At least three civilians have been confirmed killed, but the toll is believed to be much higher.

The UN agency for refugees UNHCR said earlier this week it had reports from field hospitals of at least 38 people killed and 268 wounded.

Widespread concern

The fighting has prompted widespread concern in Lebanon, with the army and politicians urging the international community to offer assistance.

Army chief General Jean Kahwaji has urged France to speed up delivery of weapons being bought for the military by Saudi Arabia under a $3 billion (Dh11 billion) deal announced last year.

And on Tuesday night, Lebanon’s former prime minister Sa’ad Hariri announced that Riyadh was pledging another $1 billion in funds that would be available immediately for the army and security forces.

The fighting began on Saturday, after soldiers detained a Syrian man accused of belonging to Al Qaida’s Syrian affiliate Al Nusra Front.

On Wednesday night, two Sunni clerics announced that a ceasefire would be in place until at least 7pm (1600 GMT) on Thursday after an agreement with Lebanon’s prime minister, the army and “other concerned parties”.

“Fighters in Arsal have started to head across the Lebanese border” into Syria, chief negotiator Shaikh Hussam Al Gali said.

Another negotiator and fellow cleric, Samih Ezzedine, said: “We don’t know how many there are and we have no way of verifying but the remaining armed men have undertaken to leave Arsal completely within 24 hours.

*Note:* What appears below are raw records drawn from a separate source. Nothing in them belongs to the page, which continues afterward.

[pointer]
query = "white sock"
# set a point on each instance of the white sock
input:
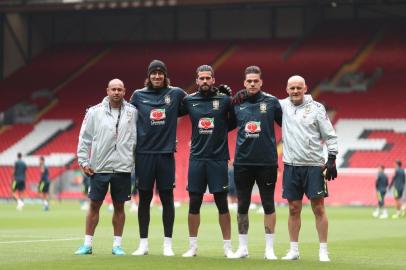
(243, 240)
(294, 246)
(117, 241)
(167, 241)
(144, 242)
(88, 240)
(193, 241)
(269, 237)
(323, 247)
(227, 244)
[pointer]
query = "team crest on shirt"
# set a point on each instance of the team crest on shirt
(206, 125)
(167, 99)
(252, 129)
(262, 107)
(307, 110)
(216, 104)
(157, 117)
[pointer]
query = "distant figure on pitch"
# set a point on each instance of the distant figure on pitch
(398, 184)
(381, 186)
(18, 186)
(43, 186)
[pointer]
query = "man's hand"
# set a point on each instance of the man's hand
(225, 89)
(330, 167)
(240, 97)
(87, 170)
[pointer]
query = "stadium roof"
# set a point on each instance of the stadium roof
(50, 5)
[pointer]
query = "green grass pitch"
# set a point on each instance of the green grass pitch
(34, 239)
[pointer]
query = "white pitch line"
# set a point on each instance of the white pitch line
(41, 240)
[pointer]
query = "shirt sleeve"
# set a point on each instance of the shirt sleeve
(182, 104)
(85, 139)
(327, 131)
(231, 118)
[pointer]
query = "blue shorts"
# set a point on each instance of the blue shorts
(43, 187)
(159, 168)
(300, 180)
(120, 186)
(211, 173)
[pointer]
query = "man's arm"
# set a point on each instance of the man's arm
(327, 131)
(182, 110)
(328, 134)
(278, 113)
(85, 141)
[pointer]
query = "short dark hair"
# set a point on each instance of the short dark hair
(253, 70)
(203, 68)
(147, 82)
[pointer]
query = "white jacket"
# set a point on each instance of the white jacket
(304, 130)
(108, 153)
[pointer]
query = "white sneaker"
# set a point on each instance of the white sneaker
(240, 253)
(270, 255)
(168, 251)
(376, 213)
(323, 256)
(291, 255)
(228, 253)
(384, 215)
(141, 251)
(192, 252)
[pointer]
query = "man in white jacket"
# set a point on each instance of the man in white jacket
(105, 152)
(305, 128)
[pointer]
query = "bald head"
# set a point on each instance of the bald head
(116, 92)
(296, 89)
(296, 78)
(116, 82)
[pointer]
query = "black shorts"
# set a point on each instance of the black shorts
(246, 176)
(299, 180)
(211, 173)
(18, 185)
(155, 167)
(133, 184)
(397, 193)
(43, 187)
(381, 197)
(232, 191)
(86, 184)
(120, 186)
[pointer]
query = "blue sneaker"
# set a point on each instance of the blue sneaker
(118, 251)
(84, 250)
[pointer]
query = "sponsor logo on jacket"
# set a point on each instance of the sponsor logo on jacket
(252, 129)
(157, 117)
(206, 125)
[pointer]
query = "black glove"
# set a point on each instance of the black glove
(240, 97)
(225, 89)
(331, 169)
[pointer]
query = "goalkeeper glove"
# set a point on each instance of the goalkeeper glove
(225, 89)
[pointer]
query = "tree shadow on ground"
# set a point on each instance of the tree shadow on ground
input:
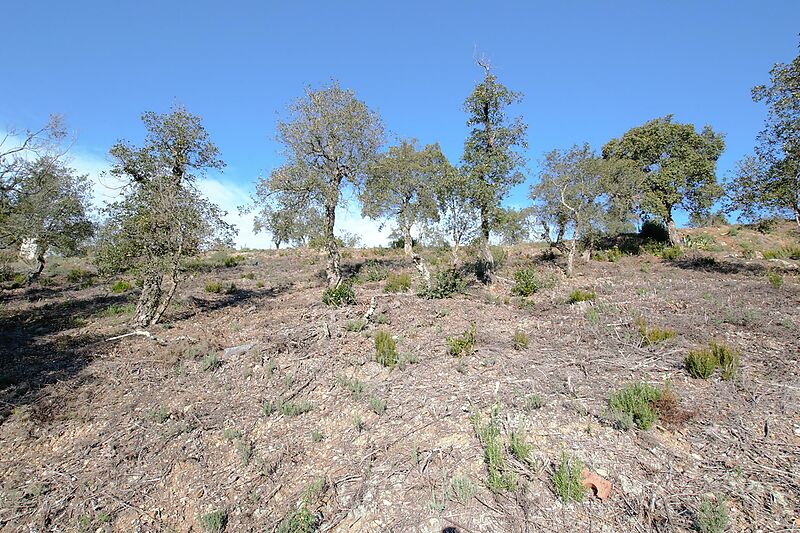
(710, 264)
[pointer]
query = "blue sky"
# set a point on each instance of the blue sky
(589, 70)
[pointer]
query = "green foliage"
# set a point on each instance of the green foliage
(579, 295)
(398, 185)
(702, 363)
(526, 282)
(463, 344)
(712, 516)
(210, 362)
(671, 253)
(373, 271)
(652, 335)
(518, 447)
(330, 139)
(634, 403)
(120, 286)
(462, 488)
(520, 340)
(339, 296)
(214, 287)
(444, 284)
(679, 166)
(533, 402)
(567, 482)
(385, 349)
(775, 279)
(213, 522)
(355, 325)
(377, 405)
(398, 283)
(500, 477)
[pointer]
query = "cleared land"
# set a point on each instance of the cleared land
(300, 424)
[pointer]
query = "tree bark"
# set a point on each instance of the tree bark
(487, 259)
(672, 230)
(408, 241)
(149, 300)
(333, 269)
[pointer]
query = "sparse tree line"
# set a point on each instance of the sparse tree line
(333, 144)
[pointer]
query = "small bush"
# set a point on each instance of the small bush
(671, 253)
(634, 403)
(463, 344)
(210, 362)
(579, 295)
(654, 231)
(712, 516)
(653, 335)
(213, 522)
(519, 448)
(526, 282)
(120, 286)
(775, 279)
(339, 296)
(520, 340)
(462, 488)
(533, 402)
(377, 405)
(567, 482)
(214, 287)
(444, 284)
(385, 349)
(701, 364)
(372, 271)
(398, 283)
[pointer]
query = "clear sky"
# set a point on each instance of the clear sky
(589, 70)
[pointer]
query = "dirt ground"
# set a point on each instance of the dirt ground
(153, 434)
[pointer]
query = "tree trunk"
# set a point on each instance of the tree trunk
(40, 263)
(486, 259)
(573, 246)
(408, 242)
(149, 300)
(672, 229)
(333, 270)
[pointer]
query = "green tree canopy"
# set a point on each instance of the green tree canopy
(162, 216)
(329, 140)
(769, 181)
(491, 163)
(400, 185)
(679, 165)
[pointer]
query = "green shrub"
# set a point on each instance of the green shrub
(463, 344)
(671, 253)
(213, 522)
(701, 364)
(214, 287)
(120, 286)
(567, 481)
(398, 283)
(520, 340)
(373, 271)
(775, 279)
(712, 516)
(444, 284)
(500, 478)
(579, 295)
(355, 325)
(339, 296)
(652, 335)
(634, 403)
(526, 282)
(385, 349)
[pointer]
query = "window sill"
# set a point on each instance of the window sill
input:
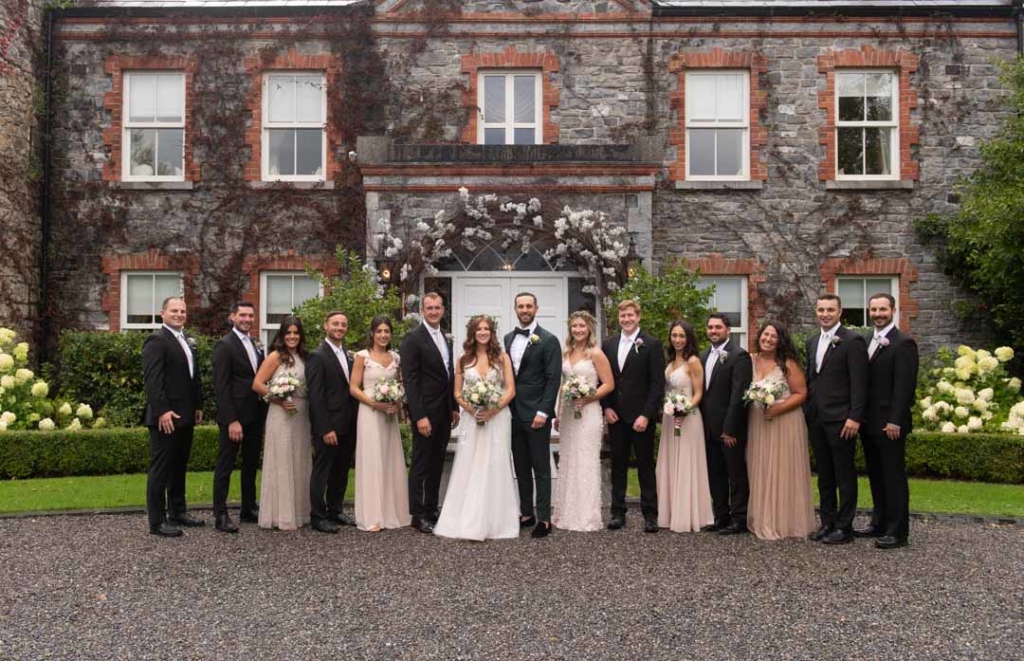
(853, 184)
(719, 185)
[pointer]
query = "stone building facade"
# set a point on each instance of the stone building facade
(782, 149)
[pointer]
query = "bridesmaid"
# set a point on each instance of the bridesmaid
(287, 461)
(683, 490)
(779, 468)
(578, 491)
(381, 489)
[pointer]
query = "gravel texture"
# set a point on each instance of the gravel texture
(101, 587)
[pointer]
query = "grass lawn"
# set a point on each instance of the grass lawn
(129, 491)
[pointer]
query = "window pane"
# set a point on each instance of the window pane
(281, 157)
(730, 151)
(142, 151)
(851, 158)
(170, 151)
(141, 98)
(281, 98)
(701, 151)
(494, 99)
(525, 87)
(309, 144)
(878, 150)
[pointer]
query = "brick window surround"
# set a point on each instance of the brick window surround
(153, 260)
(510, 58)
(756, 273)
(115, 67)
(903, 63)
(756, 63)
(901, 267)
(292, 60)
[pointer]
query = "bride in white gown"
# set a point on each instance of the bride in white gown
(481, 501)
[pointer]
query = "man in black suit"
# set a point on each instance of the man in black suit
(728, 371)
(428, 373)
(538, 366)
(173, 407)
(892, 381)
(632, 410)
(837, 390)
(332, 413)
(241, 415)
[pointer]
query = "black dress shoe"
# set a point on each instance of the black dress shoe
(889, 541)
(838, 537)
(223, 524)
(186, 521)
(166, 530)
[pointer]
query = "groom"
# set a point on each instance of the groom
(537, 364)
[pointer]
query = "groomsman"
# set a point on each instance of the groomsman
(173, 407)
(428, 373)
(837, 390)
(631, 411)
(892, 381)
(241, 415)
(728, 371)
(538, 366)
(332, 413)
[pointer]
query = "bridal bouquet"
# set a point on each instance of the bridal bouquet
(389, 391)
(679, 406)
(283, 388)
(578, 387)
(482, 395)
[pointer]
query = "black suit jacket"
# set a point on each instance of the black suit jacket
(640, 384)
(539, 377)
(168, 386)
(332, 407)
(840, 390)
(722, 406)
(232, 382)
(892, 382)
(429, 386)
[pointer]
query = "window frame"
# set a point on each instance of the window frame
(127, 125)
(267, 126)
(510, 125)
(744, 174)
(123, 303)
(893, 125)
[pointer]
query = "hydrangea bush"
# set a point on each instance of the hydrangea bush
(25, 399)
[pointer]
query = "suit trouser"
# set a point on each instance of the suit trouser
(886, 460)
(330, 476)
(252, 443)
(165, 482)
(624, 438)
(426, 468)
(834, 456)
(531, 456)
(730, 489)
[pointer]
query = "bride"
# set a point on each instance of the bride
(481, 502)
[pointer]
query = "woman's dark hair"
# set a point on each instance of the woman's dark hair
(279, 341)
(785, 351)
(376, 323)
(691, 341)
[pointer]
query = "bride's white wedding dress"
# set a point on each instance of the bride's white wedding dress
(481, 500)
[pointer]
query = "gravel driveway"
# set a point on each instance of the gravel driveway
(100, 587)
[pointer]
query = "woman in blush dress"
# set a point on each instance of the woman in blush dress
(578, 493)
(777, 459)
(381, 488)
(683, 490)
(481, 501)
(287, 459)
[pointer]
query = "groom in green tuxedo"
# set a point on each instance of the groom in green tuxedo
(537, 362)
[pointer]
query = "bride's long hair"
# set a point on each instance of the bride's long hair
(469, 346)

“They asked not to be shot at as they withdraw, and if that happens the whole agreement will be in jeopardy,” he said.

“All the prisoners are alive and despite difficult negotiations we have clear and positive promises they will be released. I hope that will happen on Thursday.”

The clashes in Arsal are the most serious violence in the volatile area since the Syrian conflict began.

Lebanon has sought to insulate itself from the raging war next door, but the conflict has regularly spilt over.

Lebanon currently hosts more than one million Syrian refugees, and the battle between Sunni-led rebels and Syria’s President Bashar Al Assad has stoked existing political and sectarian tensions.

Many of Lebanon’s Sunnis, including the residents of Arsal, sympathise with the Syrian uprising.

But Lebanese Shiites tend to back Al Assad’s regime, and the powerful Shiite movement Hezbollah has sent its fighters across the border to bolster the embattled leader’s forces.

The fighting in Arsal has caused a spike in tensions in the northern Lebanese port city of Tripoli, where gunmen from the Sunni district of Bab Al Tebbaneh often fire at security forces and their neighbours from the Alawite community, to which Al Assad belongs.

On Wednesday night, a home-made explosive device detonated near an army post, killing a man and wounding six people, a security source said.